Video card render?

Posted:
in Genius Bar edited January 2014
Not sure were this topic would go, but here it is. Is it possible to use the graphics engine in a graphics card to run along side with a regular CPU. In video renderings, most times (I hope this is right) the main CPU of the computer compiles and renders everything not the video card, or am I wrong. Most of the time the video card isn't being used that much, except for QE. What I'm getting at is, if you were rendering a 35GB project, how could you get the GPU of the video card to help with some of the processing?

Comments

  • Reply 1 of 3
    Even if you could get it to help, it wouldn't do much. The GPU is nothing compared to a CPU. You would see no benefit to this. I don't even know if it is possible.
  • Reply 2 of 3
    >Is it possible to use the graphics engine in a graphics card to run along

    >side with a regular CPU.



    Not possible.

    Some applications have an option to render with the graphics card for a low quality preview, but not both at the same time.
  • Reply 3 of 3
    There are actually some places where a graphics card is much faster than the CPU, and there are a number of project out there that use this fact to do some highly specialized calculations on those graphics cards (astronomical calculations seem to lend themselves to this). But these are very specialized cases, and require re-writing a driver for the card to do only that.

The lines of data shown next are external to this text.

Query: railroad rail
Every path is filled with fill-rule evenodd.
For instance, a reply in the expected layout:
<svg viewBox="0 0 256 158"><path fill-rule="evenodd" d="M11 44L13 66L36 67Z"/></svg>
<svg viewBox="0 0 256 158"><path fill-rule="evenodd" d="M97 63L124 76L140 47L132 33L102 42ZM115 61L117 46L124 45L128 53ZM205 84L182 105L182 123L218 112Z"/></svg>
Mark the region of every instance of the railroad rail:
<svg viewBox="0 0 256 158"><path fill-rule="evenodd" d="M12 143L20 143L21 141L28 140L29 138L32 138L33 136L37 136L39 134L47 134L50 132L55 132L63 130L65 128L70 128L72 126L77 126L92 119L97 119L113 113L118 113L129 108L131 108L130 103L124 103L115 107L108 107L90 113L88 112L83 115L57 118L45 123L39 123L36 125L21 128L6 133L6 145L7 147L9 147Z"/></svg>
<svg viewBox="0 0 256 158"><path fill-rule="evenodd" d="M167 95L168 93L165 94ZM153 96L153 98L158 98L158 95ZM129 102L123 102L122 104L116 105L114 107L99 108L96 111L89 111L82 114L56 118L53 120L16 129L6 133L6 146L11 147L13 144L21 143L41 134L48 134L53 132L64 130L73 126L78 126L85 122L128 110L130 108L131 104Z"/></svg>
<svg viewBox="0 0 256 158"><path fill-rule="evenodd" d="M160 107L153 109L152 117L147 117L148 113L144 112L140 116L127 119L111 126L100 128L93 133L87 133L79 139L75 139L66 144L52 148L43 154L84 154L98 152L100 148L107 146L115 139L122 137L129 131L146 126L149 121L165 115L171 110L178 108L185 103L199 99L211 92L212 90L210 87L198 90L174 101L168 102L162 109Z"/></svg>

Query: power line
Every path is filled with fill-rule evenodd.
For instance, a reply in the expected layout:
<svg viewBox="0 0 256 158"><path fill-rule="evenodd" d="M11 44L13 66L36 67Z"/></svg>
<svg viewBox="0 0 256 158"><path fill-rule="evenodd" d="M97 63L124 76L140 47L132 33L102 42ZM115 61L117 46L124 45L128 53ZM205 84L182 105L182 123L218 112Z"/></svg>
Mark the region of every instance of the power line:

    In the vast majority of cases the CPU is much better at rendering files. Even QE simply uses the card to composite the picture (the CPU does all the rendering of windows, gives them to the Graphics card as textures to be applied to a 3d object, and the card then throws them together). This is a nice combination, as it uses the strengths of each processor, and severely limits the amount of data moving out to the card (in comparison a big bottleneck).



    The biggest challenge in doing what you are proposing would be to bring the data back in from the card. AGP is structured to move data from the computer to the card, and is very bad at doing the reverse.